There is no error reported while building, but when I run it, the code will fail
The error “Cuda driver error 100 in call at file ‘/data/sourcecode/lammps/lammps-stable_29Sep2021/lib/gpu/geryon/nvd_device.h’ in line 323” was shown.
I tried the latest version and the previous one, the code always failed at " CU_SAFE_CALL_NS(cuInit(0))"
The compiling environment: CentOS 7, CUDA_11.1.0_455.23.05, devtoolset-9, and intel-2018
Please provide the output of nvc_get_devices. And the output of nvidia-smi.
What happens, if you do not set GPU_ARCH?
Have you tried compiling for -D GPU_API=opencl? Do you get the same kind of error?
Yes, I set GPU_ARCH, I tried sm_75, sm_80 and sm_86 for A40, but all failed.
I have not tried -D GPU_API=opencl. I haven’t installed OPENCL library. CUDA’s performance should be better for a Nvidia GPU card,
±----------------------------------------------------------------------------+
| Processes: |
| GPU GI CI PID Type Process name GPU Memory |
| ID ID Usage |
|=============================================================================|
| No running processes found |
±----------------------------------------------------------------------------+
nvc_get_devices
Found 1 platform(s).
CUDA Driver Version: 11.20
Device 0: “A40”
Type of device: GPU
Compute capability: 8.6
Double precision support: Yes
Total amount of global memory: 44.5645 GB
Number of compute units/multiprocessors: 84
Number of cores: 16128
Total amount of constant memory: 65536 bytes
Total amount of local/shared memory per block: 49152 bytes
Total number of registers available per block: 65536
Warp size: 32
Maximum number of threads per block: 1024
Maximum group size (# of threads per block) 1024 x 1024 x 64
Maximum item sizes (# threads for each dim) 2147483647 x 65535 x 65535
Maximum memory pitch: 2147483647 bytes
Texture alignment: 512 bytes
Clock rate: 1.74 GHz
Run time limit on kernels: No
Integrated: No
Support host page-locked memory mapping: Yes
Compute mode: Default
Concurrent kernel execution: Yes
Device has ECC support enabled: Yes
LAMMPS has its own OpenCL loader, so not additional software is needed. The CUDA driver (not toolkit) comes with the required OpenCL runtime and ICD configuration file.
With the updates to the GPU package included in the 29Sep2021 stable release, the performance of OpenCL should be much better than in previous versions of the GPU package and in my tests it was comparable with the CUDA version. Besides, a CUDA version that crashes would not be faster than an OpenCL version that doesn’t.
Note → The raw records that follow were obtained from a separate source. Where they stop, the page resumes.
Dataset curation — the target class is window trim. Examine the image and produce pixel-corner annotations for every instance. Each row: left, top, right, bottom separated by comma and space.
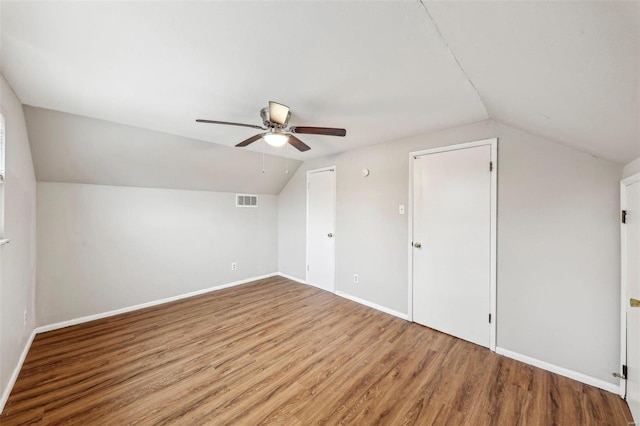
0, 112, 5, 183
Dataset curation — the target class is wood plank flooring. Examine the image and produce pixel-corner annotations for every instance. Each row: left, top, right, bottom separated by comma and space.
2, 277, 632, 425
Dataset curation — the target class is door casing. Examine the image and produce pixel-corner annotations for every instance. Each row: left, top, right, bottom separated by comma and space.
620, 172, 640, 399
408, 138, 498, 351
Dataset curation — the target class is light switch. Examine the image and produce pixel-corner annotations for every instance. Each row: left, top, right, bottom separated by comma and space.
399, 205, 405, 214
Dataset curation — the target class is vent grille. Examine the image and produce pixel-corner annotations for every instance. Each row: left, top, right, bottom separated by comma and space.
236, 194, 258, 208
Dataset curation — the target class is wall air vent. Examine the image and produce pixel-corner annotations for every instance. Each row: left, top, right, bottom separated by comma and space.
236, 194, 258, 208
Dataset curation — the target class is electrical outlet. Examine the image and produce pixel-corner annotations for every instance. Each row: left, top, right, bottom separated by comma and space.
353, 274, 359, 284
23, 310, 27, 325
231, 262, 237, 271
399, 204, 405, 215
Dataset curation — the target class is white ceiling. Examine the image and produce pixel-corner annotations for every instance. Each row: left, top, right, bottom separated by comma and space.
1, 0, 487, 161
425, 0, 639, 164
24, 106, 301, 194
1, 1, 638, 177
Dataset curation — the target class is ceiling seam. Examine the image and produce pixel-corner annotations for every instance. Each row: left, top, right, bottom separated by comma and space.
417, 0, 490, 120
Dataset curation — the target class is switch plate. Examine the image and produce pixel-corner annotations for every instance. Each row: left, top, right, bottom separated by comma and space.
399, 205, 405, 214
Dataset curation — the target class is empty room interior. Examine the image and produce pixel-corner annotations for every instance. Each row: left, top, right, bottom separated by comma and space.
1, 1, 639, 424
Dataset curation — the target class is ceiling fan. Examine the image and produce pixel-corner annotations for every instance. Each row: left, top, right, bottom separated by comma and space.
196, 101, 346, 152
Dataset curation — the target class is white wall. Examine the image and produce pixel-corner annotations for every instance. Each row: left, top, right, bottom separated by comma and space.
279, 120, 496, 312
0, 76, 37, 403
496, 123, 621, 384
624, 156, 640, 179
278, 119, 622, 385
37, 183, 278, 326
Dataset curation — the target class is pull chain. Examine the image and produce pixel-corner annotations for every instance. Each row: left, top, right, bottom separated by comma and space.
262, 139, 265, 173
285, 142, 289, 174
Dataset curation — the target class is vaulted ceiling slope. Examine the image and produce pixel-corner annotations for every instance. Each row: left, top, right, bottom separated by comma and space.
24, 106, 301, 194
1, 1, 487, 162
1, 1, 638, 173
425, 1, 639, 164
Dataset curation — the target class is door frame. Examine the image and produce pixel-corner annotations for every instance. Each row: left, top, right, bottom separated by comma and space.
407, 138, 498, 351
306, 165, 337, 292
620, 171, 640, 397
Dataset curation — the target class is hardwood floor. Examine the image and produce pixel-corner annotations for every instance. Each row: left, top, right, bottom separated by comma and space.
2, 277, 632, 425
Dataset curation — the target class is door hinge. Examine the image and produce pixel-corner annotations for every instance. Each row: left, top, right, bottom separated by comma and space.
489, 313, 492, 323
307, 265, 309, 271
622, 210, 627, 224
613, 364, 627, 380
489, 162, 493, 172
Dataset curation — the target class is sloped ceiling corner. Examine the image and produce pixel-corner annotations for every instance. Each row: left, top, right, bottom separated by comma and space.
425, 1, 640, 164
24, 106, 301, 194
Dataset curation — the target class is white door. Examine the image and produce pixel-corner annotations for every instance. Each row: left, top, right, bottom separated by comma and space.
412, 144, 493, 348
623, 176, 640, 421
307, 167, 335, 292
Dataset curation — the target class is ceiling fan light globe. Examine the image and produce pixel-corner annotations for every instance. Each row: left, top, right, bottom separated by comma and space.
264, 132, 289, 147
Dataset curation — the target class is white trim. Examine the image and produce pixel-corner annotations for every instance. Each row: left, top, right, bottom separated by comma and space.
620, 171, 640, 398
489, 140, 498, 350
408, 152, 414, 322
412, 138, 497, 157
621, 180, 628, 397
305, 165, 337, 293
335, 290, 408, 320
496, 347, 622, 395
1, 329, 36, 414
278, 274, 408, 320
623, 172, 640, 186
36, 273, 277, 333
276, 272, 307, 285
307, 166, 336, 175
408, 138, 498, 351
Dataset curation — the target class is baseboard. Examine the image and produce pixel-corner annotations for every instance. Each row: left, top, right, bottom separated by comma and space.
276, 274, 409, 322
36, 273, 278, 333
1, 329, 36, 414
495, 347, 622, 396
276, 272, 307, 285
334, 290, 408, 320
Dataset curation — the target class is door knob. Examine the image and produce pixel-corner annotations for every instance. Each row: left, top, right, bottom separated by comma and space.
328, 233, 333, 238
413, 242, 421, 248
631, 298, 640, 308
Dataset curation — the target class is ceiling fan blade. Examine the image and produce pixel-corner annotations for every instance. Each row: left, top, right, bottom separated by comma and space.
235, 133, 264, 147
289, 126, 346, 137
268, 101, 290, 126
288, 135, 311, 152
196, 119, 265, 130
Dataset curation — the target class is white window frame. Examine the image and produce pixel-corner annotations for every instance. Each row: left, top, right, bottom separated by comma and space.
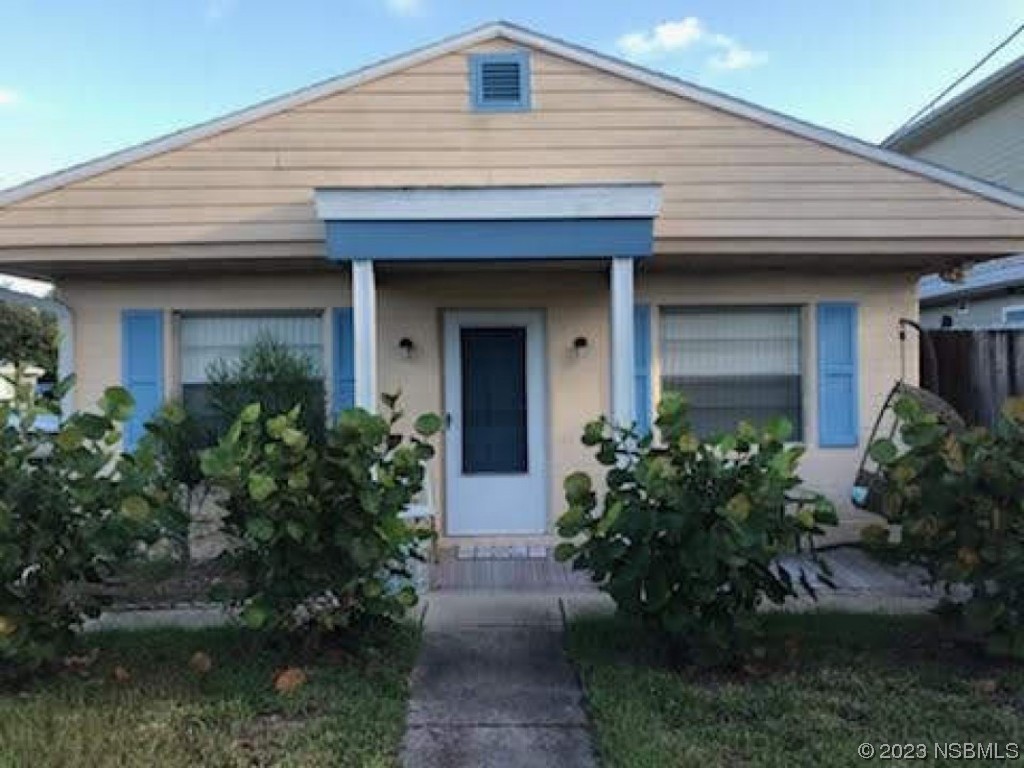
656, 304, 807, 440
173, 309, 328, 400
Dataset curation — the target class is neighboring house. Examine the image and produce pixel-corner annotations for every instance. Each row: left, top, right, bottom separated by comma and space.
884, 55, 1024, 329
2, 21, 1024, 543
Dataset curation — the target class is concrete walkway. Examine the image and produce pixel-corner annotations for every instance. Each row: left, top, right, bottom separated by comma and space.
401, 592, 609, 768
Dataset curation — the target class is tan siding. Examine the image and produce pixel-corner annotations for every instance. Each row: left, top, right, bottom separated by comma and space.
189, 127, 803, 150
14, 182, 970, 210
2, 42, 1023, 251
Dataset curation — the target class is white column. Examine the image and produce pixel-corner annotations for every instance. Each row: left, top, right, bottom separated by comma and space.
352, 259, 378, 412
610, 256, 635, 426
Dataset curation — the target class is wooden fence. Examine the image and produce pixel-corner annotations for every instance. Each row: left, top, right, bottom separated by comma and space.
922, 329, 1024, 426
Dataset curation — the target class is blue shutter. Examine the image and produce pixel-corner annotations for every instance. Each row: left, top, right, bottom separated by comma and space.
332, 308, 355, 415
634, 304, 652, 434
121, 310, 164, 450
817, 303, 859, 447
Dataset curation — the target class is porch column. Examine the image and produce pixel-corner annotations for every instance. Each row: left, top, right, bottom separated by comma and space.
610, 256, 635, 426
352, 259, 377, 412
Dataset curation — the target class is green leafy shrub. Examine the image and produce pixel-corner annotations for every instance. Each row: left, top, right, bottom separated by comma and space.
202, 333, 326, 445
139, 401, 210, 560
0, 372, 172, 678
200, 394, 441, 641
555, 394, 837, 665
863, 396, 1024, 657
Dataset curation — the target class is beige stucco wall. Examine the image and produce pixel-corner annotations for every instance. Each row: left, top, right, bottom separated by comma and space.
57, 265, 917, 542
60, 271, 350, 409
640, 269, 919, 520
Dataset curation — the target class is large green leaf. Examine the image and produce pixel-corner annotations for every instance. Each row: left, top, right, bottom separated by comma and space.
245, 517, 275, 543
553, 542, 577, 562
239, 403, 261, 424
414, 413, 443, 437
723, 494, 752, 524
248, 473, 278, 502
563, 472, 593, 504
119, 495, 151, 522
99, 386, 135, 422
868, 438, 899, 465
241, 601, 271, 630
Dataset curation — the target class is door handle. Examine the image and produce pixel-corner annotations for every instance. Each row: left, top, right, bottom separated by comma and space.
444, 412, 453, 429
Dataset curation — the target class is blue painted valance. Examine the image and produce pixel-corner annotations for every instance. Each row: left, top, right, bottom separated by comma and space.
323, 218, 654, 262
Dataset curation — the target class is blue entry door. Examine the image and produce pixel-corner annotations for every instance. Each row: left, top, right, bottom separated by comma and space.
444, 311, 547, 535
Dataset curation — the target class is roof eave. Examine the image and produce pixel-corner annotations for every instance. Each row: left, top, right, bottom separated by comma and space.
883, 55, 1024, 153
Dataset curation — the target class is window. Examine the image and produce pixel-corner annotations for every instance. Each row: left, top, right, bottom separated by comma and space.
469, 52, 531, 112
659, 306, 803, 437
179, 312, 324, 433
1004, 306, 1024, 327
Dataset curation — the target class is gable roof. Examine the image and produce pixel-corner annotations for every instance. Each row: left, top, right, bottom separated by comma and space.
3, 20, 1024, 212
883, 54, 1024, 154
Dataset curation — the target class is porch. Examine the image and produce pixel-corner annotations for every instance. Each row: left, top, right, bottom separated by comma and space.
319, 184, 661, 542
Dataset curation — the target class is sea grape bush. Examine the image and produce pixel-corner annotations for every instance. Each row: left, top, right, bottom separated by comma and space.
200, 394, 441, 642
556, 394, 837, 664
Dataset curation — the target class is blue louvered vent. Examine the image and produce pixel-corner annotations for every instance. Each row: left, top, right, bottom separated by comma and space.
470, 52, 530, 112
481, 61, 521, 101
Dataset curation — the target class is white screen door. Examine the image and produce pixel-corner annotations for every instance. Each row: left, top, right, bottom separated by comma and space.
444, 311, 547, 535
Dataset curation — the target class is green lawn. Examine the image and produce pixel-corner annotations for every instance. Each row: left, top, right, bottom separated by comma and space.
0, 624, 418, 768
567, 612, 1024, 768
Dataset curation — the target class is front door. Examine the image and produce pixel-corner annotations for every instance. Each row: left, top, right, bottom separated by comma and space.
444, 311, 547, 535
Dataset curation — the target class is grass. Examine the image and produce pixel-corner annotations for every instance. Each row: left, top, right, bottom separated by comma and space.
0, 624, 419, 768
567, 612, 1024, 768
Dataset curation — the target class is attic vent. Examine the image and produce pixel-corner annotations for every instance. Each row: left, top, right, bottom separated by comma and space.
470, 52, 531, 112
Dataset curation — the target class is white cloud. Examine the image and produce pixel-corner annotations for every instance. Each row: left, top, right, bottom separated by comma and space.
385, 0, 423, 17
0, 88, 20, 107
708, 34, 767, 71
616, 17, 766, 71
616, 17, 704, 58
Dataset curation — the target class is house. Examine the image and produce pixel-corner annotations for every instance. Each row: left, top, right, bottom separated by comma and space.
2, 21, 1024, 544
884, 55, 1024, 329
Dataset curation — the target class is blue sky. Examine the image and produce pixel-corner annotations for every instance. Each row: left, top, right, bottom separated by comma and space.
0, 0, 1022, 192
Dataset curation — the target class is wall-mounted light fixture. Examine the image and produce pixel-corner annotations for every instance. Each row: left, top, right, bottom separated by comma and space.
573, 336, 589, 359
398, 337, 415, 359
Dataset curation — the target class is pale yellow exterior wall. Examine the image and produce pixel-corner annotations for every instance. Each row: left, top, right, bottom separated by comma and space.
640, 269, 918, 516
60, 271, 349, 409
3, 40, 1024, 253
57, 266, 917, 542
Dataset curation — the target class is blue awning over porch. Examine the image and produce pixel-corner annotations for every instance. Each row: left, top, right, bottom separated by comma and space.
313, 184, 661, 262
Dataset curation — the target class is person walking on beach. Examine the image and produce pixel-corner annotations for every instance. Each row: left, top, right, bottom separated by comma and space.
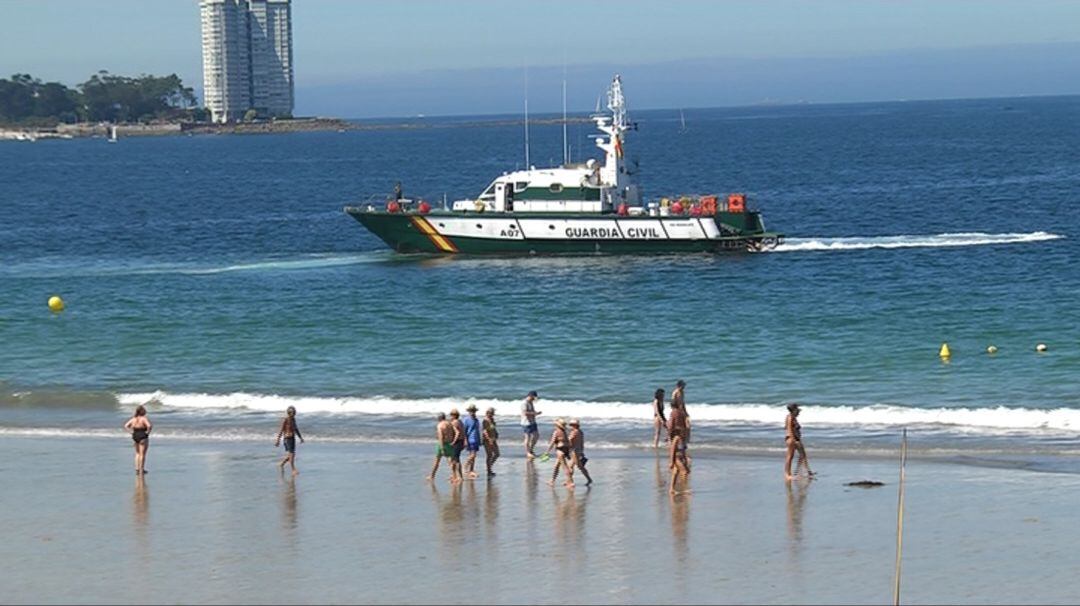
521, 390, 542, 459
652, 388, 667, 448
668, 398, 691, 494
482, 407, 500, 477
428, 412, 454, 482
463, 405, 483, 479
449, 408, 466, 484
275, 405, 305, 476
568, 419, 593, 486
784, 403, 815, 481
672, 379, 686, 410
543, 418, 575, 488
123, 404, 152, 475
672, 380, 692, 468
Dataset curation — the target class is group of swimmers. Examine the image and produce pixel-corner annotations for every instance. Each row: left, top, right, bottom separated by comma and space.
122, 381, 814, 487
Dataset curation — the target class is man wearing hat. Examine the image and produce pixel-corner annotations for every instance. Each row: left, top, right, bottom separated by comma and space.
521, 391, 542, 459
463, 404, 482, 479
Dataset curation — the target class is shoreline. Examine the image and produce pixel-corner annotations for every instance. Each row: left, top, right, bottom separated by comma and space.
3, 428, 1078, 477
0, 115, 593, 140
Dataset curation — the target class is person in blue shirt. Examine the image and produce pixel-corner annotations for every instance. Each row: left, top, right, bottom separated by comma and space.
463, 404, 483, 479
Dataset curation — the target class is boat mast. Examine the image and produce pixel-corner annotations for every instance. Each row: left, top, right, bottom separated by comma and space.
593, 74, 634, 202
524, 68, 531, 170
562, 69, 569, 166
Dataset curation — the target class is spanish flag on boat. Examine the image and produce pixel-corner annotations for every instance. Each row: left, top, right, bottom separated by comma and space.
614, 135, 623, 158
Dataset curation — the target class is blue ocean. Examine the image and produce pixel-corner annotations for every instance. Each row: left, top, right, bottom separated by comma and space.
3, 95, 1079, 459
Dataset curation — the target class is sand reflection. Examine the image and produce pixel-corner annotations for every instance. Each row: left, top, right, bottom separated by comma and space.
484, 481, 500, 545
786, 479, 808, 551
281, 474, 298, 535
132, 475, 149, 539
430, 482, 466, 560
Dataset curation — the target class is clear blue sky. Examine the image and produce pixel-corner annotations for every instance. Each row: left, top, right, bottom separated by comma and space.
2, 0, 1079, 117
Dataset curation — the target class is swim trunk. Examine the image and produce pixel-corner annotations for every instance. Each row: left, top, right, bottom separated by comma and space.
466, 440, 481, 452
522, 422, 538, 434
452, 442, 464, 461
437, 443, 453, 457
283, 436, 296, 453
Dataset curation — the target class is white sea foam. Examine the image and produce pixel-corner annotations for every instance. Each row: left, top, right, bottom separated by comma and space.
774, 231, 1062, 253
177, 253, 384, 275
0, 253, 387, 278
119, 392, 1080, 434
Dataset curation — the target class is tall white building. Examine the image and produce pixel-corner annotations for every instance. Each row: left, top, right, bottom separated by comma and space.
200, 0, 294, 123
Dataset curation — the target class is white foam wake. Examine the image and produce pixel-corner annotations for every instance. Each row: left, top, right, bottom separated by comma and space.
0, 252, 387, 278
119, 392, 1080, 434
177, 253, 383, 275
774, 231, 1062, 253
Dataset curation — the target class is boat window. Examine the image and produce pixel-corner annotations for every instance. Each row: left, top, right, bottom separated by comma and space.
549, 183, 563, 193
514, 182, 528, 192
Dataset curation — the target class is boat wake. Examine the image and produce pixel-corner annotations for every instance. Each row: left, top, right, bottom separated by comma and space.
0, 252, 389, 278
774, 231, 1062, 253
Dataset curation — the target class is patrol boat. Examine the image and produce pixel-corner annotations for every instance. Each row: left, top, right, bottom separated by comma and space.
344, 75, 783, 254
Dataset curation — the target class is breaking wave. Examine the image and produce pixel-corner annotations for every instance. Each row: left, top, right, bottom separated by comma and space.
119, 391, 1080, 435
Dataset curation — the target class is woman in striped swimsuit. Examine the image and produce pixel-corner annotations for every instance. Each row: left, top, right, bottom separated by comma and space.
784, 403, 815, 481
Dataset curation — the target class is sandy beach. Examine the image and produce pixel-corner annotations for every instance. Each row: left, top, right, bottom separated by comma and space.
2, 435, 1077, 604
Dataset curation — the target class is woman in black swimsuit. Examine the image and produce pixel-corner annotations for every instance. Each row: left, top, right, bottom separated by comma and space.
652, 388, 667, 448
123, 404, 152, 475
543, 418, 575, 488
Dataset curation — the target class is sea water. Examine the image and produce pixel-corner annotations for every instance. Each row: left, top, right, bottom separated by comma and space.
2, 96, 1080, 462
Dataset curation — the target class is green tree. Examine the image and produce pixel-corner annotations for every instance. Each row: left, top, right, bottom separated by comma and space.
0, 71, 200, 125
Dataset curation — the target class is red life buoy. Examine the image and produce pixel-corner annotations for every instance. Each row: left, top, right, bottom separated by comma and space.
386, 201, 401, 213
727, 194, 745, 213
617, 203, 629, 216
701, 195, 718, 215
417, 200, 431, 214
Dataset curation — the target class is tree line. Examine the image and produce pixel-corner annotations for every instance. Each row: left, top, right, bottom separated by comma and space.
0, 71, 206, 126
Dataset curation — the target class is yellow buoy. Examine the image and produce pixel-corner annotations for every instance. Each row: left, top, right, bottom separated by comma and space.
939, 343, 951, 358
986, 345, 998, 354
1036, 343, 1048, 353
47, 295, 65, 313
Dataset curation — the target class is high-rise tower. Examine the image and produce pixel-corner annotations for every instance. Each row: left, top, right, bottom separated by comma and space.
200, 0, 294, 123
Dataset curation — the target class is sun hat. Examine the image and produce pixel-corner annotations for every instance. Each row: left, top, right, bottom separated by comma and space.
466, 404, 478, 412
555, 418, 566, 427
569, 419, 580, 426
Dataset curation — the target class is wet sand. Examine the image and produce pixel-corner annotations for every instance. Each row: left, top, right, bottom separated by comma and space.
2, 436, 1078, 604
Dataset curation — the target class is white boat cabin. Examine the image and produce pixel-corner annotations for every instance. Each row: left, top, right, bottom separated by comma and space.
452, 75, 642, 214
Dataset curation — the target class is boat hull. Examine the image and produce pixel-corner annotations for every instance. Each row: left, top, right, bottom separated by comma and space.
345, 209, 782, 254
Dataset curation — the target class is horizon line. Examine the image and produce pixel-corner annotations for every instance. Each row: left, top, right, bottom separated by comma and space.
327, 91, 1080, 123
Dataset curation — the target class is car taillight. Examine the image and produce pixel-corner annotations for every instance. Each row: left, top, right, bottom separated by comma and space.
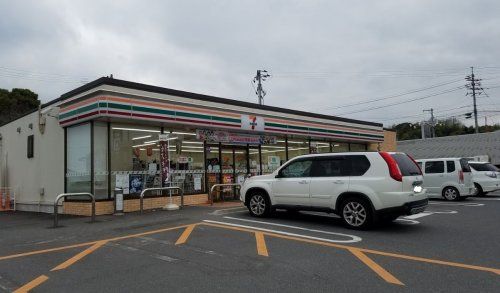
379, 152, 403, 182
407, 154, 422, 175
459, 170, 464, 184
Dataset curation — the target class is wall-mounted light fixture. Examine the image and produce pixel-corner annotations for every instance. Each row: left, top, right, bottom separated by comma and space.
16, 127, 21, 133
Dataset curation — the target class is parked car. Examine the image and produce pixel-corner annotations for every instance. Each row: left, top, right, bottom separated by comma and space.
240, 152, 427, 229
468, 162, 500, 196
416, 158, 474, 201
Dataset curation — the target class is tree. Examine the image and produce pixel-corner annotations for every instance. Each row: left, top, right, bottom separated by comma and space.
0, 88, 40, 125
393, 118, 500, 141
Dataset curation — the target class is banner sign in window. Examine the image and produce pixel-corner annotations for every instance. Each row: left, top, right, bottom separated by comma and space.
159, 134, 170, 186
196, 129, 276, 145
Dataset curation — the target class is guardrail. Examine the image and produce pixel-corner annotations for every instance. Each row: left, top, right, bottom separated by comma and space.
140, 187, 184, 213
209, 183, 242, 205
53, 193, 95, 228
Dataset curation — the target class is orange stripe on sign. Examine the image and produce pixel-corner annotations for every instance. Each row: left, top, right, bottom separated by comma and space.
265, 117, 380, 135
105, 96, 241, 118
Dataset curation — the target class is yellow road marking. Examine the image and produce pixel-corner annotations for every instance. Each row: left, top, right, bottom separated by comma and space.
51, 240, 107, 271
175, 224, 197, 245
13, 275, 49, 293
201, 222, 500, 276
360, 248, 500, 276
0, 224, 192, 261
255, 232, 269, 257
349, 248, 404, 285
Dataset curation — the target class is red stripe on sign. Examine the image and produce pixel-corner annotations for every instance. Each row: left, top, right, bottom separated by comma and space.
264, 127, 381, 142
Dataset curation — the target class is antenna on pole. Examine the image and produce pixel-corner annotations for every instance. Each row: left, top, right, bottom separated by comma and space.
253, 70, 270, 105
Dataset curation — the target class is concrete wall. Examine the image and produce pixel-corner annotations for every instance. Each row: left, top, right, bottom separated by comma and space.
0, 109, 64, 212
397, 131, 500, 164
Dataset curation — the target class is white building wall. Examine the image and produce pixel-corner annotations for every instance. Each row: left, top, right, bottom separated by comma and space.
397, 131, 500, 165
0, 109, 64, 213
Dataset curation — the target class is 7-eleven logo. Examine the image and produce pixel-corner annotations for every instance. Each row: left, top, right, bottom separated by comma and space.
241, 115, 263, 131
249, 115, 258, 130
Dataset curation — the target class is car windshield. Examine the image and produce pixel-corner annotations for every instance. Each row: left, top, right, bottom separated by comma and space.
469, 163, 499, 172
390, 153, 422, 176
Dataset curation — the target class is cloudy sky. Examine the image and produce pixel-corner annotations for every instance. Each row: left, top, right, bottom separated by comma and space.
1, 0, 500, 127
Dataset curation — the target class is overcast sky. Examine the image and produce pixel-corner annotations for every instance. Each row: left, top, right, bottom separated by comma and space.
1, 0, 500, 127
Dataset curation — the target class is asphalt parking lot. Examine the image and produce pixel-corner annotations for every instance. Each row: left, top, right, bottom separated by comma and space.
0, 195, 499, 293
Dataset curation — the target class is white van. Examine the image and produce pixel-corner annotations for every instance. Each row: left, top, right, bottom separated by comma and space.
416, 158, 474, 201
468, 162, 500, 196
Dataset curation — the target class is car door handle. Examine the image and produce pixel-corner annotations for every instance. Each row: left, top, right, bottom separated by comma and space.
333, 180, 345, 184
298, 180, 309, 184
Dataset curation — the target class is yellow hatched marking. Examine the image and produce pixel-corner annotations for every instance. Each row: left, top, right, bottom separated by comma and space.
51, 240, 107, 271
175, 224, 197, 245
13, 275, 49, 293
255, 232, 269, 257
349, 248, 404, 286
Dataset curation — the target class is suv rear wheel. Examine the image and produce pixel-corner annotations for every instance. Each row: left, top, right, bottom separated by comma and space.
248, 192, 271, 217
340, 197, 373, 229
443, 186, 460, 201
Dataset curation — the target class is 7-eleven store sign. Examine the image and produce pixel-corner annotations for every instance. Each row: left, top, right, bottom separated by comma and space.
241, 115, 264, 131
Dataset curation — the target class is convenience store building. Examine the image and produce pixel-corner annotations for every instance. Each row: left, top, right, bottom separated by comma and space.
0, 77, 395, 214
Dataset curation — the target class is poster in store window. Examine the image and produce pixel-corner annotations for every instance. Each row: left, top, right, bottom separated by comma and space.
115, 174, 130, 194
268, 156, 281, 170
193, 174, 202, 191
129, 174, 144, 194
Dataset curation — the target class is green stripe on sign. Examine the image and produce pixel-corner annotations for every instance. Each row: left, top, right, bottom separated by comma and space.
108, 103, 132, 111
265, 122, 383, 139
212, 116, 241, 123
132, 105, 175, 116
59, 103, 99, 120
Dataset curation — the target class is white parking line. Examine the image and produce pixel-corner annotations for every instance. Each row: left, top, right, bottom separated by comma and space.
428, 202, 484, 207
223, 216, 362, 243
203, 219, 362, 243
404, 210, 457, 220
209, 207, 247, 216
395, 218, 420, 225
470, 197, 500, 201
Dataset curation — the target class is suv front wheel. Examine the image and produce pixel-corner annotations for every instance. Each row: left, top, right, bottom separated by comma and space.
340, 197, 374, 229
248, 192, 271, 217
I just tried -D GPU_API=opencl. The work still failed.
I
n the output:
LAMMPS (29 Sep 2021)
using 1 OpenMP thread(s) per MPI task
ERROR: Invalid OpenCL platform ID. (src/GPU/gpu_extra.h:77)
Last command: package gpu 0
It is a just test job:
3d Lennard-Jones melt
variable x index 1
variable y index 1
variable z index 1
The ERROR mesage:
terminate called after throwing an instance of ‘std::runtime_error’
what(): cudaGetDeviceCount(&m_cudaDevCount) error( cudaErrorNoDevice): no CUDA-capable device is detected /data/sourcecode/lammps/lammps-20Sep2021/lib/kokkos/core/src/Cuda/Kokkos_Cuda_Instance.cpp:224
Traceback functionality not available
terminate called after throwing an instance of ‘std::runtime_error’
what(): cudaGetDeviceCount(&m_cudaDevCount) error( cudaErrorNoDevice): no CUDA-capable device is detected /data/sourcecode/lammps/lammps-20Sep2021/lib/kokkos/core/src/Cuda/Kokkos_Cuda_Instance.cpp:224
Traceback functionality not available
It seems the Nvidia A40 GPU card cannot be recognized by LAMMPS.
I also tried VASP of gpu version and one code of our group based on pytorch. It is fine to run these codes.
LAMMPS is completely agnostic to the details of how to access the hardware.
This is all delegated to the CUDA toolkit and the corresponding driver. The fact that it always fails when opening the device is a strong hint in that direction. This suggests that there is something inconsistent with your machine setup or that you are not using a CUDA toolkit version compatible with your specific GPU.
To follow this up in a more consistent way, I suggest you provide suitable summary of this discussion (please also include the output of nvcc --version and gcc --version) and then submit this as a “Bug report” issue at Issues · lammps/lammps · GitHub so we can involve people that are maintaining the relevant code and also experts from Nvidia that know LAMMPS.